恋愛に無関心の院長が恋に落ちるわけがない
第九章 院長への恋心の代償は犠牲
「すべての患畜の処置が終了した。もう保定はいい」
 だから、ありがとうか。
 院長が患畜をケージに戻しに行ったあいだに、診察台の上を片付けて消毒した。

「外来の準備に行こう」
「はい」

 外来の準備が終わるころ、本当は真面目で律儀な方なのか、初診日以外はきっちりと予約時間ぴったりに来院するノンネのオーナーが来た。

 薬棚の前にいたら、様子を聞いた香さんから、カルテを手渡された。

「今朝の散歩から帰って来たら、前肢の中指の肉球に傷があったそうよ。問診よろしくね」
「はい」

 カルテを持って診察室に入り、池峰さんを診察室に招き入れた。

「こんにちは。今日はノンネちゃんどうなさいましたか」

 と口火を切って、体重と体温を測定しながら様子を聞いていると、香さんの説明通りの言葉が返ってきた。

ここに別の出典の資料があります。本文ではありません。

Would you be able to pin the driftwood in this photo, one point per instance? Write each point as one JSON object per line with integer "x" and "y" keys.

 カルテに記入して、散歩の途中に傷がつく心当たりがないか質問したら、ないって。

 傷口は、うっすら血が滲んでいて軽く触れると、ノンネが反射的に前肢を引っ込める。痛いよね。

 問診が終わり診察室を出て、待機室の院長に報告すると、じっくりとカルテに目を落とした院長が、地面を足で蹴り回転椅子を回して立ち上がり、診察室に向かうから後ろをついていく。

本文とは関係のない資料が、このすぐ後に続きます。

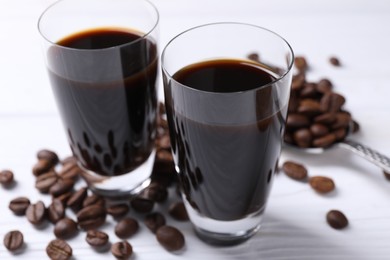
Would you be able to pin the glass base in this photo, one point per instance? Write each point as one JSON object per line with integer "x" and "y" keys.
{"x": 224, "y": 233}
{"x": 125, "y": 185}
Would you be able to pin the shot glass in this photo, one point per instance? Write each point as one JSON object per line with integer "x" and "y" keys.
{"x": 102, "y": 61}
{"x": 226, "y": 88}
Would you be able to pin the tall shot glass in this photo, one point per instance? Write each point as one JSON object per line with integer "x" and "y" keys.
{"x": 226, "y": 116}
{"x": 102, "y": 59}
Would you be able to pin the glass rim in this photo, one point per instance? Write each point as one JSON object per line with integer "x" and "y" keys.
{"x": 142, "y": 37}
{"x": 289, "y": 67}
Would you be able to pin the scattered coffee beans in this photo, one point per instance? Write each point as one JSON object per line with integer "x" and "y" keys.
{"x": 178, "y": 211}
{"x": 170, "y": 238}
{"x": 58, "y": 249}
{"x": 36, "y": 213}
{"x": 65, "y": 228}
{"x": 322, "y": 184}
{"x": 19, "y": 205}
{"x": 118, "y": 210}
{"x": 126, "y": 227}
{"x": 154, "y": 221}
{"x": 6, "y": 177}
{"x": 55, "y": 211}
{"x": 336, "y": 219}
{"x": 96, "y": 238}
{"x": 122, "y": 250}
{"x": 91, "y": 217}
{"x": 13, "y": 240}
{"x": 295, "y": 170}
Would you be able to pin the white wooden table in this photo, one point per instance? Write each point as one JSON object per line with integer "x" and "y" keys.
{"x": 294, "y": 225}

 ロングのドクターコートの裾をなびかせながら歩く院長が、首だけ下に向けてくるから、伸ばせるだけ首を伸ばして仰ぎ見た。

「ノンネは痛がるんだな? いっしょに入って保定頼む」
「はい」

 診察室に入って来た院長を見る池峰さんの顔が、一瞬嬉しそうに目を輝かせて口角が上がった。

「こんにちは、ノンネちゃんの肉球に傷ですって?」
 池峰さんに話しかけながら、院長が椅子に座った。

 事情を話し始める池峰さんが、とたんに不安げな顔になったから安心させようと、院長と私は笑顔を絶やさずにいる。

「散歩のあとに気づきましたか」
「はい」

「なにか心当たりはないですか。ふだんとは違う道を散歩したとか、散歩中にノンネちゃんが鳴き叫んだとか」
「なかったです」

「ノンネちゃんの傷口を診ますね」
 院長が私の顔を仰ぎ見るから保定した。
「ノンネちゃん、抱っこね。痛いの治してもらおうね」
「ノンネちゃん、ちょっと見せてね」

 ノンネの痛みが少しでも軽減するように、そっと肉球の毛をかき分けて、傷口をじっくり診察している。

 真剣な眼差しは、瞬きさえも惜しいみたい。

「ちょっと我慢してね」
 院長が肉球のあいだを鉗子で掴む。反射反応でノンネがキャンと鳴いて痛がり怒った。

「痛いよね、ごめんね。そんなに睨まないでくれよ。先生の顔を覚えちゃった? 嫌わないでくれよ」

 眉は緊張が緩んだようにがくんと下がって、困ったように苦笑いを浮かべる。

 大好きな動物を治してあげているのに嫌われたくないよね。